Varia: BFA Exhibition - Part 1

One of the people in our monotype workshop was a BSU student, Karl LeClair.  He told us he had some of his artwork in the Boise State University's BFA Exhibition entitled Varia.  Mary Donato and I said we would go see it.  The last day of the exhibit was last Thursday and that is when we went.

BSU has several gallery spaces spread around campus.  Varia was in two different areas, the gallery in the Liberal Arts building and in the Hemingway Center.  We started in the Liberal Arts gallery.

Overview of the Liberal Arts building gallery.
Below is Karl's piece.  We recognized it right away because 1) it is facing the entry to the gallery and 2) he used a similar motif for his prints in the workshop.  These are all prints and the plates he used to print them are on the floor.

Here is a close up view of some of the prints which were held together by magnets.

Each artist had a statement about their work which was in a binder by the entrance to the gallery. It was very interesting to read the statements.

For example, this blurry picture is of photographs by Stephanie North, entitle As One.  She is exploring the perception of college athletes.  Each photo has a student athlete dressed in their sport's attire and also a photo of them dressed in their street clothes, illustrating the fact that their sport or people's perception of a student athlete is not the only thing that defines the person.

These next two pieces are by Adam Atkinson.  I was surprised to see work using fabric and stitches although I do believe textile/fabric/fiber art is becoming more widely accepted as a fine art (as opposed to fine craft) in the general art world.

I was particularly interested in these because it was a male artist that created them.  The majority of artists working in textile/fabric/fiber tend to be female.  And Atkinson talks about the tradition of hand crafts done by women in his statement and is exploring gender roles in these pieces.

This first piece, Alternate Identity, is reminiscent of Nick Cave's full sized bears covered with found sweaters in the Boise Art Museum's recent exhibition, Meet Me at the Center of the Earth.
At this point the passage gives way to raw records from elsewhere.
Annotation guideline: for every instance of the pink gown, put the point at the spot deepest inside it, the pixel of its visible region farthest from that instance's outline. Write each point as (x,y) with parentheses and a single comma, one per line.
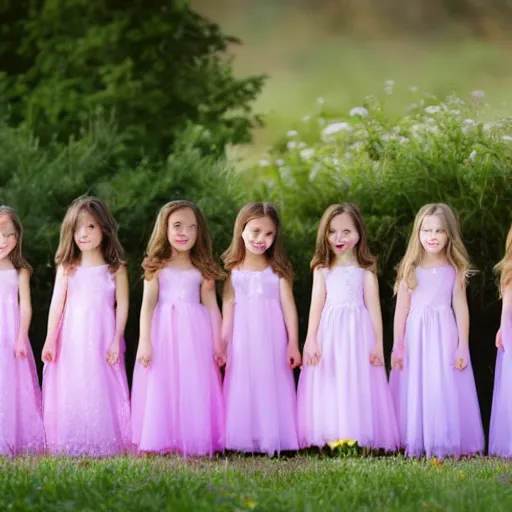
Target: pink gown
(344,396)
(21,422)
(500,430)
(86,404)
(437,405)
(177,401)
(259,388)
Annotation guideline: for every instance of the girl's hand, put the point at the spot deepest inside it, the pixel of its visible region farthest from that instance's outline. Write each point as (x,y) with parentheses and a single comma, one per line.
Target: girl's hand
(49,350)
(312,353)
(293,355)
(20,350)
(113,353)
(461,357)
(397,357)
(377,357)
(219,354)
(499,341)
(145,354)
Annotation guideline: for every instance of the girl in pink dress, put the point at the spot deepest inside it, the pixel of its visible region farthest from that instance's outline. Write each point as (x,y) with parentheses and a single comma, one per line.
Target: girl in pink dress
(343,389)
(260,331)
(432,379)
(500,431)
(176,394)
(21,422)
(85,394)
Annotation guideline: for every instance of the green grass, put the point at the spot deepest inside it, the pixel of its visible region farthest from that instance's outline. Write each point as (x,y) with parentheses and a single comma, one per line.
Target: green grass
(255,483)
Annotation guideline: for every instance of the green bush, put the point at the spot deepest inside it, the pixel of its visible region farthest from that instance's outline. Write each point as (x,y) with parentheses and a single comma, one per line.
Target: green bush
(437,151)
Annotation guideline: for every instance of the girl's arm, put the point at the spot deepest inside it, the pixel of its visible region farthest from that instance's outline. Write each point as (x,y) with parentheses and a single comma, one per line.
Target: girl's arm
(149,300)
(461,310)
(372,302)
(403,303)
(25,313)
(209,300)
(228,311)
(54,316)
(318,295)
(291,321)
(122,306)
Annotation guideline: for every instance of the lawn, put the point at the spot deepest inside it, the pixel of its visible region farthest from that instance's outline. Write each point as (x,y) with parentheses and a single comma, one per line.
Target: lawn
(296,483)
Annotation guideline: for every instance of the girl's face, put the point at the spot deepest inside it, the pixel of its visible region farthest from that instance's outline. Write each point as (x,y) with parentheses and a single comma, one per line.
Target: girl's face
(433,235)
(342,234)
(258,235)
(182,229)
(8,236)
(88,235)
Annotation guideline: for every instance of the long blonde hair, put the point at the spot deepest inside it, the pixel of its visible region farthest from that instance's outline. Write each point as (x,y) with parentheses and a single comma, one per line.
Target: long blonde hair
(276,255)
(16,255)
(504,267)
(69,255)
(159,250)
(324,256)
(456,253)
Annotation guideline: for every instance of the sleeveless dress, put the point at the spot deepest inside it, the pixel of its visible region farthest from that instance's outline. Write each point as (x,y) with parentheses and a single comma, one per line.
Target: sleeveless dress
(437,405)
(21,422)
(259,388)
(344,397)
(177,402)
(500,430)
(86,404)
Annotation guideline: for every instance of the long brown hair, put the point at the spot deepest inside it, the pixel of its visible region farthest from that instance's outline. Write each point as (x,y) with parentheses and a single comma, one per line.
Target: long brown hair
(16,255)
(276,255)
(324,256)
(504,267)
(159,250)
(69,255)
(456,253)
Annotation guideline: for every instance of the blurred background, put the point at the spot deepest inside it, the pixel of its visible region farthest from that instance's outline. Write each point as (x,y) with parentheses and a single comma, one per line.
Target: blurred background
(343,50)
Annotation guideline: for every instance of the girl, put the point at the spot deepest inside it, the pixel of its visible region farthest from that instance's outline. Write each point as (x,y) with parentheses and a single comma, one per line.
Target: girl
(21,423)
(500,431)
(85,393)
(433,385)
(343,389)
(177,398)
(260,328)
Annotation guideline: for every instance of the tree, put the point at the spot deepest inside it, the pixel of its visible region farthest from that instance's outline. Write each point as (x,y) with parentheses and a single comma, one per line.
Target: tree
(158,65)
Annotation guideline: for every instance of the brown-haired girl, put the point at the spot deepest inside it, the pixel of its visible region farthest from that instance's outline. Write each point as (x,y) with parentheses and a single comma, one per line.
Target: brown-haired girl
(260,329)
(85,393)
(432,380)
(176,395)
(21,422)
(500,430)
(343,389)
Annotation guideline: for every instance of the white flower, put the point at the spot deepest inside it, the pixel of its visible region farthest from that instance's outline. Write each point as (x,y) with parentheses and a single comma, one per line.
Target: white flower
(307,153)
(359,111)
(334,128)
(433,109)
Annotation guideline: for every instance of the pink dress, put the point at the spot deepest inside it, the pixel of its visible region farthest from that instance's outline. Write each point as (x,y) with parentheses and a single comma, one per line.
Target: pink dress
(500,430)
(437,405)
(21,422)
(259,388)
(177,401)
(85,400)
(344,396)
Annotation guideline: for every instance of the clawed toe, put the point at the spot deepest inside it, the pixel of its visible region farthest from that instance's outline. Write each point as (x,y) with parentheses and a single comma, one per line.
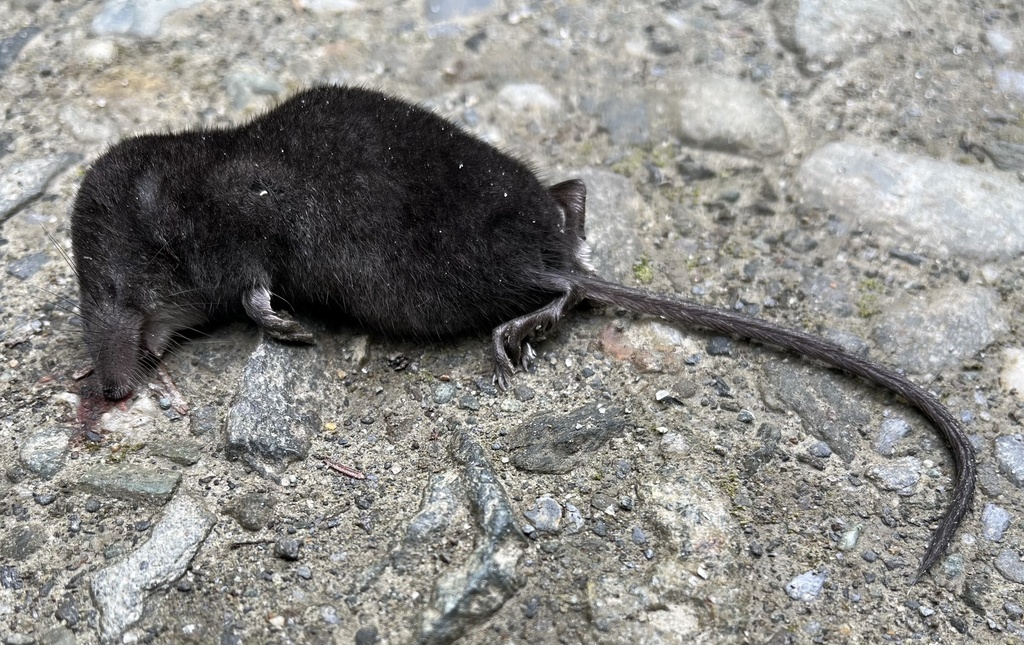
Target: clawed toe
(528,356)
(291,332)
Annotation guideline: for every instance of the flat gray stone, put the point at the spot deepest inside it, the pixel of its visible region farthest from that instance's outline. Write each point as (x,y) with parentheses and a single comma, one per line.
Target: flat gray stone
(43,450)
(128,481)
(478,587)
(273,416)
(731,116)
(120,590)
(556,442)
(937,331)
(930,206)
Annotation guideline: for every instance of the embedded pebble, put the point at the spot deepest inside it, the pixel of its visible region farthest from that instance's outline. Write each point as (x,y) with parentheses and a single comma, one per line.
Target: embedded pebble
(731,116)
(442,10)
(900,475)
(1009,564)
(1010,458)
(287,549)
(891,431)
(100,51)
(999,42)
(546,515)
(43,450)
(121,590)
(675,443)
(928,205)
(527,96)
(819,449)
(960,320)
(848,542)
(252,512)
(136,17)
(443,393)
(1012,375)
(244,86)
(807,586)
(994,522)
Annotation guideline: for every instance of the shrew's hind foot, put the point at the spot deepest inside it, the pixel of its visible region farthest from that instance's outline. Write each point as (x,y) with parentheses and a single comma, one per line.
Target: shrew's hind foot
(257,305)
(510,340)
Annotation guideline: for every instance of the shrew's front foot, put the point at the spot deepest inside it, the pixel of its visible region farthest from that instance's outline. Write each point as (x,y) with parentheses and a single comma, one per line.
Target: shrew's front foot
(257,305)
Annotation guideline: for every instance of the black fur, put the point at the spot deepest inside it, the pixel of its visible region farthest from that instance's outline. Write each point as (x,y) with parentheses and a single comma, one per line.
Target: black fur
(386,214)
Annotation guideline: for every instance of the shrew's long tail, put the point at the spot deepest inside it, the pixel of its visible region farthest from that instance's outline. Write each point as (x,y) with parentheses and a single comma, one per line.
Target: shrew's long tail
(725,321)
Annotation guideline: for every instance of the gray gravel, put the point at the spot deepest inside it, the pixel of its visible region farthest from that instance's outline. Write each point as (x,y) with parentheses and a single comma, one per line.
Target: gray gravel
(851,168)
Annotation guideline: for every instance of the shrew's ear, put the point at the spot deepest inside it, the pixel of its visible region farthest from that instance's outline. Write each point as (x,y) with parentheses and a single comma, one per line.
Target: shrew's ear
(571,196)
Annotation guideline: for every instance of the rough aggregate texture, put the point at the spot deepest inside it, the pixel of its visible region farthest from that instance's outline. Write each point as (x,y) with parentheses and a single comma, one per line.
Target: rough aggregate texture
(851,168)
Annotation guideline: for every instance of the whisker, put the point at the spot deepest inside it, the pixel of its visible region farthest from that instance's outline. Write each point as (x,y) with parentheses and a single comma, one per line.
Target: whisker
(60,250)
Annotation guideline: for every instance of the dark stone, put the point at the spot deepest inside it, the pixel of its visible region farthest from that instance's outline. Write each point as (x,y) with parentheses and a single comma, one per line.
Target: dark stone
(367,636)
(287,549)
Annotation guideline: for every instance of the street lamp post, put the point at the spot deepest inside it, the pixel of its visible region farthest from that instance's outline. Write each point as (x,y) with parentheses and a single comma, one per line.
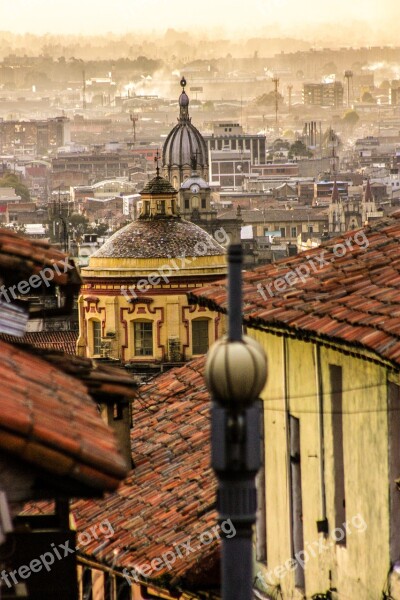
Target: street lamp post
(236,371)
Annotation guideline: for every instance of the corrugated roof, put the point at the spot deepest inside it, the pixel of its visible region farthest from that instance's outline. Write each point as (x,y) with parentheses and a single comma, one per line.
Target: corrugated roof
(344,290)
(55,340)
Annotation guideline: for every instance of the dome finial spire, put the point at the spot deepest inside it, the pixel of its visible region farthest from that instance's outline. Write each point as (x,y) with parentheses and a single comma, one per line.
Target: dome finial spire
(183,103)
(156,160)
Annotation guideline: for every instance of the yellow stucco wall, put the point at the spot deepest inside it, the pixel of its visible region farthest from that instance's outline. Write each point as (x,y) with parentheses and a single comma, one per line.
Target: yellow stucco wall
(359,569)
(170,314)
(159,288)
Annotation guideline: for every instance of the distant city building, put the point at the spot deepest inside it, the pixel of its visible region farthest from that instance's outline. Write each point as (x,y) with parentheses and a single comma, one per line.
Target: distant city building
(96,165)
(323,94)
(35,136)
(229,167)
(394,93)
(230,137)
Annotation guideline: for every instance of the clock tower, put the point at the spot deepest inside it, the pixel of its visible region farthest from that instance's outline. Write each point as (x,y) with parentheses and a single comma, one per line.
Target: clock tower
(195,198)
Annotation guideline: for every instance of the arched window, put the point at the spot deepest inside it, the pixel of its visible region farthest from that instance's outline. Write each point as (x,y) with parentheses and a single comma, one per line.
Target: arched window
(96,336)
(143,338)
(200,336)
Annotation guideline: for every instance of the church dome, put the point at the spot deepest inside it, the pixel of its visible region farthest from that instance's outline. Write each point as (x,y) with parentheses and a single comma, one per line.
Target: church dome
(184,141)
(159,238)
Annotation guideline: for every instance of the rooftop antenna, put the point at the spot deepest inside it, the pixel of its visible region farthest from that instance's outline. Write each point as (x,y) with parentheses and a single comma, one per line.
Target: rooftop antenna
(290,87)
(276,83)
(348,76)
(84,90)
(134,120)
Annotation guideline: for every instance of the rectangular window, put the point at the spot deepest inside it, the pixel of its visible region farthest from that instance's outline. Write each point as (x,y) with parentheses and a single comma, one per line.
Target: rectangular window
(123,589)
(336,382)
(96,329)
(394,469)
(296,497)
(87,588)
(261,528)
(143,333)
(200,336)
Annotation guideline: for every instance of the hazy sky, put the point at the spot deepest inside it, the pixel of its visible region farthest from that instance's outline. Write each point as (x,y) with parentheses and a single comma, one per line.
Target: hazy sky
(120,16)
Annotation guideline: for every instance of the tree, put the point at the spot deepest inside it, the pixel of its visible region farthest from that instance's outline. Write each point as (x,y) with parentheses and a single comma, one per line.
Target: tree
(12,180)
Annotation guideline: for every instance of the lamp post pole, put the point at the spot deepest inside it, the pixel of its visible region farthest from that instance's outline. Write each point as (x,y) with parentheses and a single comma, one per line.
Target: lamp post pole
(235,375)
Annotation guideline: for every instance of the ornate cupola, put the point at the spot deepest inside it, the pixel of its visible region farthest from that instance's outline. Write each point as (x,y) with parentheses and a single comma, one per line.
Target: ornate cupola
(134,303)
(159,199)
(182,143)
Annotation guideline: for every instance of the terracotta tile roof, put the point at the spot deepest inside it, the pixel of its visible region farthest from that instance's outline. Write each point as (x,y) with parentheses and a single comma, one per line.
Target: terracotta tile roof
(54,340)
(168,498)
(276,215)
(48,419)
(352,299)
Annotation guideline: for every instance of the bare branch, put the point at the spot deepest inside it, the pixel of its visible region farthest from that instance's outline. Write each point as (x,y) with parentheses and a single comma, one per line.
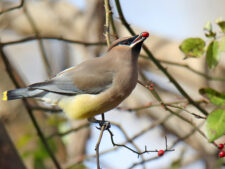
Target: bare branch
(98,144)
(40,42)
(157,63)
(13,8)
(28,108)
(61,134)
(107,25)
(27,39)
Perhaps Atkinson was influenced by that.

In this artwork, Looking, Atkinson created lines using hand stitches on canvas.

Toward the middle of the gallery, there was some smaller sculptural work by Everett Hoffman. This one is entitled Our Love of Spoons.  These are very well done with the carving and execution.  Hoffman has taken an everyday object we can all relate to and has put it on a pedestal, literally.

Most of the artwork in this gallery seems to explore perceptions of identity, our roles in society and relationships, all natural subjects for young adults.